彼女の場合はまず五歳の時にその転機というものがやって来た。母が病床に伏し、一人娘である夕羅ゆら姫は水戸の縁戚の元に預けられたのだ。そこで八年余りを過ごし、再び戻って来たのが十三の時。


 そして十五歳。この年から彼女の人生は大きく動き始めたのだった。




 将軍の側室 志乃は寵愛を受け、一人娘であるゆらを授かった。しかし産後の肥立ちが悪くそのまま床に伏しがちとなり、姫が五歳の折にいよいよ起き上がれないほどになったために、江戸市中で商家を営む実家に一度戻されることになった。が、志乃と離れがたい将軍は彼女を城内に留め置き、手厚い看病を受けさせることにしたのだった。

 

 そこで問題となったのは姫の処遇だった。


 移る類の病であってはいけないと心配する旨から再三の申し出があり、幼い姫は水戸の親戚筋に預けられることになった。「幼い姫を遠くにやらなくても」と継母となる御台所などは言ったけれど、ゆら自身はまるで物見遊山でも行くような気分で大奥を出立した。水戸には大好きなおじいさまがいる。いまだ頑是ない年頃のゆらは、母との別れよりもその事に気を取られ、その時起きていることの半分も理解してはいなかったのだ。

 

 水戸での暮らしは気楽なものだった。

 大奥のような厳しい規律がある訳でもなく、自由気ままに、まるで町人の子供のように日々野山を走り回って過ごした。


 おじいさまは学者肌であったから、勉学には殊の外厳しい方だと評判だったけれど、ゆらのことは目の中に入れても痛くないほどの可愛がりようで、ゆらが講義をすっぽかし屋敷を抜け出しても、目尻を下げてにこにこと微笑むだけだった。


「ご隠居様はゆら姫さまがおいでになってから、お人が変わったようだ」と、周囲の者は微笑ましく見守っていた。

 

 そうして自由を謳歌していたゆらが、江戸に帰って来たのは十三の年。女性としての成人を迎えた為でもあったが、何よりも、母の病があまり良くない方に向かっていた為だった。

 

 そんな母が比較的体調が良い日。水戸から帰って六日余りたった日の事。

 久しぶりに対面した母はやつれ、手足は細り、目に光はなく、病は殊の外篤いように思われた。


 震える手を差し伸べる母を、まるで恐ろしいものでも見るように動けなくなってしまった、ゆら。

 腰元たちが見守る中で、乳母の娘であるあやめが声をかけた。

「ひめさま。お手を取って差し上げてくださいな」

 

 その声に我に返ったように顔を上げたゆらは、すっくと立ち上がると部屋の外に駈け出して行ってしまった。

「ひめさま!」


 あやめの声を無視して走り去るゆらの姿はあっという間に見えなくなり、あとには腰元たちのひそひそと批判的に繰り広げられる会話が部屋の中に広がっていった。


「やはり鄙育ちでいらっしゃるから……」とか、「水戸でどのようなしつけを……」など、あやめの耳に痛い声ばかりが聞こえてくる。


 誰にも気付かれないようにそっと息をついた時、また廊下を走る音が聞こえてきた。
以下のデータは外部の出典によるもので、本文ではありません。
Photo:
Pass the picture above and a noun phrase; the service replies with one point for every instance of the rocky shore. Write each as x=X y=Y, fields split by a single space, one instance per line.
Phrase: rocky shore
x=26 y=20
と、思う間もなく、どたどたという音は大きくなり、最後にはすいーっと廊下を滑って急停止。

「ひ、ひめさま!」

 

 着物ははだけ、髪は乱れ、息も荒い。

 あやめは感じたことのないような頭痛に襲われながら、ゆらの元ににじり寄った。

「ひめさま。ご病人さまのお側でございますれば……」


 すると、ゆらは怖いくらいに真剣な顔つきで敷居を跨ぐと、薄目を開ける母に手をグイッと差し出した。

「ひめさま?」


 腰元たちが慌てた声を上げるのも無視して、ゆらはその手に持っているものを母の枕元に置く。


「早咲きの桜です。水戸から帰って来た時に咲きそうだなって思って見たの。かあさま。お好きだったでしょう?」

「……」


 たちまち志乃の目が潤み、ゆらが膝に置いた手にそっと己の皮ばかりの手を乗せた。


「おかえり。ゆら」


 ゆらの大きな丸い目にも涙が溢れる。そのままゆらは声もなく泣き始めた。その涙には、彼女のさまざまな感情が込められていて、見る者の胸を打った。


 離れていた長い年月。幼子が母を恋しいと思わない筈はなく。また、病を心配しない筈はなく。


 お気楽そうに過ごしながらも、ふとした瞬間にゆらの瞳に悲しみが宿ったり、書いては送らずにしまってしまった文が何通もあることを、あやめは知っている。


 ここに来てようやく他の腰元たちも、そんなゆらの心に思いを至らせたことだろう。

「これからはいつでも母上さまにお会いできますよ。ひめさま」


 あやめが声を掛ければ、ゆらはこくこくと頷いた。

 志乃は小さな一枝ですら重たそうであったが手に取ると、そのひとつふたつ咲いた花を、飽くことなくいつまでも愛おしそうに眺めていた。

 

 しかし母との再会を果たしたあと、ゆらに何か変化があったかと言えばそうでもなく、水戸にいた時と同じように部屋を抜け出しては、乳母やあやめを辟易させていた。


 若年寄やお中臈と言った身分の高い奥女中たちの目は冷やかだったが、お目見え以下の者たちにはすこぶる人気があるようで。ゆらが台所や洗い場に顔を出すたびにお菓子だのなんだのと分けてくれる。


 成人を迎えた姫であるのだから、簾中で大人しくしているようにと再三再四言われても、ゆらは一向に聞く耳を持つ気はないようで、どうやら落ち着きがないのは母に会えない寂しさを紛らわせる為だけでなく、彼女の生来の性格というのも多分に関係しているようだった。



 

 母の病が一進一退を繰り返す中、ゆらの城での生活が軌道に乗りしばらく経った頃異例の人事が発表された。


 大目付清水の嫡男 宗明が、ゆらの目付け役として大奥に上がることになったのだ。

 将軍以外の男性が立ち入ることを禁じられている大奥において、これはまさに異例の事態。


 その背景には、宗明がかつて小姓として側に仕えていた、ゆらの異母兄である若君と、ゆらとはなさぬ仲であるのに江戸に戻って以来何かと気にかけてくれる御台所の後押しがあったと言われるが、当のゆらには詳しいことは知らされない。


 ただ、目付け役が幼い頃から見知っている宗明であったことに、少しほっとしたくらいだった。